Yankaskas B C, Kerner T C, Cuttino J T, Clark R L
Department of Radiology, University of North Carolina, Chapel Hill 27599-7510.
Invest Radiol. 1992 Aug;27(8):578-82. doi: 10.1097/00004424-199208000-00003.
Dilatation of fallopian tube remnants after ligation has been described but never systematically studied in post-ligation hysterosalpingograms (HSGs). This study describes the frequency and appearance of proximal tubal remnant dilatation as seen on HSGs in women with a history of bilateral tubal ligation (BTL).
A retrospective review of medical records and a subjective and objective evaluation of dilatation seen on HSGs included 68 consecutive women seen for pre-reanastomosis HSG.
Among the 68 women, 44 (67%) had objectively measured dilatation on one or both tubes.

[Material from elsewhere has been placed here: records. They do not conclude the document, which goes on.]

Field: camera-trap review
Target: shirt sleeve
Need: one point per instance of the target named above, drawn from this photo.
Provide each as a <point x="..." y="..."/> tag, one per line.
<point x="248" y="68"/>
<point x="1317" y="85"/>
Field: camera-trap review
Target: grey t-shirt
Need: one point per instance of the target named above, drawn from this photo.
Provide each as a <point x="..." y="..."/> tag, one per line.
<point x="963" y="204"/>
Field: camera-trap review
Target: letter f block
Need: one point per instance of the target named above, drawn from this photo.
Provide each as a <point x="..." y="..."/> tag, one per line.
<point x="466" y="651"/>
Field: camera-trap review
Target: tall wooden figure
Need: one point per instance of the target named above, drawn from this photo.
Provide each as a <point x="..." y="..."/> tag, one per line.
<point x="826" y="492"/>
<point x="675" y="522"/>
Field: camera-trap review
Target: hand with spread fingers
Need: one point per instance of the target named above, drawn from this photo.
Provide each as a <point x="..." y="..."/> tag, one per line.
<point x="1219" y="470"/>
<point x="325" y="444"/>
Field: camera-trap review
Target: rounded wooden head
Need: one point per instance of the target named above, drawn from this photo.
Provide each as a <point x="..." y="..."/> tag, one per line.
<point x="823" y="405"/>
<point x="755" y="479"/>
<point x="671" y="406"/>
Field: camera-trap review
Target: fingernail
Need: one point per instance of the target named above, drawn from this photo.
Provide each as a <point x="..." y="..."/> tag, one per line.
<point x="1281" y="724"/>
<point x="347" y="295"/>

Dilatation was present in both short and long tubal remnants. There were no measurable differences between women with and without presence of dilatation. Neither length nor dilatation of tubal remnant was associated with pregnancy outcome.
Dilatation of the tubal remnant after bilateral tubal ligation is a common finding on HSG and can be accurately identified from the HSG by radiologists. Dilatation is not strictly related to length, and in our small sample with follow-up, was not associated with pregnancy outcome.
输卵管结扎术后输卵管残端扩张已有描述,但从未在结扎术后子宫输卵管造影(HSG)中进行系统研究。本研究描述了有双侧输卵管结扎(BTL)病史的女性HSG上近端输卵管残端扩张的频率和表现。
对病历进行回顾性分析,并对HSG上观察到的扩张进行主观和客观评估,纳入连续68例因吻合术前HSG就诊的女性。
在这68名女性中,44名(67%)在一侧或双侧输卵管上有客观测量的扩张。短输卵管残端和长输卵管残端均有扩张。有扩张和无扩张的女性之间没有可测量的差异。输卵管残端的长度和扩张均与妊娠结局无关。
双侧输卵管结扎术后输卵管残端扩张是HSG上的常见表现,放射科医生可通过HSG准确识别。扩张与长度没有严格关系,在我们有随访的小样本中,与妊娠结局无关。